Demand Forecasting and Capacity Planning
Demand forecasting and capacity planning can be viewed as ensuring that there is sufficient capacity and redundancy to serve projected future demand with the required availability. There’s nothing particularly special about these concepts, except that a surprising number of services and teams don’t take the steps necessary to ensure that the required capacity is in place by the time it is needed. Capacity planning should take both organic growth (which stems from natural product adoption and usage by customers) and inorganic growth (which results from events like feature launches, marketing campaigns, or other business-driven changes) into account.
Several steps are mandatory in capacity planning:
- An accurate organic demand forecast, which extends beyond the lead time required for acquiring capacity
- An accurate incorporation of inorganic demand sources into the demand forecast
- Regular load testing of the system to correlate raw capacity(servers, disks, and so on) to service capacity
Because capacity is critical to availability, it naturally follows that the SRE team must be in charge of capacity planning, which means they also must be in charge of provisioning.
Provisioning combines both change management and capacity planning. In our experience, provisioning must be conducted quickly and only when necessary, as capacity is expensive. This exercise must also be done correctly or capacity doesn’t work when needed. Adding new capacity often involves spinning up a new instance or location, making significant modification to existing systems (configuration files, load balancers, networking), and validating that the new capacity performs and delivers correct results. Thus, it is a riskier operation than load shifting, which is often done multiple times per hour, and must be treated with a corresponding degree of extra caution.
Efficiency and Performance
Efficient use of resources is important any time a service cares about money. Because SRE ultimately controls provisioning, it must also be involved in any work on utilization, as utilization is a function of how a given service works and how it is provisioned. It follows that paying close attention to the provisioning strategy for a service, and therefore its utilization, provides a very, very big lever on the service’s total costs.
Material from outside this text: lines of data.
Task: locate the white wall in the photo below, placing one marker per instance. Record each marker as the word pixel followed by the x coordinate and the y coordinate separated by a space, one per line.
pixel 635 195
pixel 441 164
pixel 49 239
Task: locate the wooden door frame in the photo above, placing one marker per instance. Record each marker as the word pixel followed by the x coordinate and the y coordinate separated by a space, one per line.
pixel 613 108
Resource use is a function of demand (load), capacity, and software efficiency. SREs predict demand, provision capacity, and can modify the software. These three factors are a large part (though not the entirety) of a service’s efficiency.
Software systems become slower as load is added to them. A slowdown in a service equates to a loss of capacity. At some point, a slowing system stops serving, which corresponds to infinite slowness. SREs provision to meet a capacity target at a specific response speed, and thus are keenly interested in a service’s performance. SREs and product developers will (and should) monitor and modify a service to improve its performance, thus adding capacity and improving efficiency.8
The End of the Beginning
Site Reliability Engineering represents a significant break from existing industry best practices for managing large, complicated services. Motivated originally by familiarity—"as a software engineer, this is how I would want to invest my time to accomplish a set of repetitive tasks"—it has become much more: a set of principles, a set of practices, a set of incentives, and a field of endeavor within the larger software engineering discipline. The rest of the book explores the SRE Way in detail.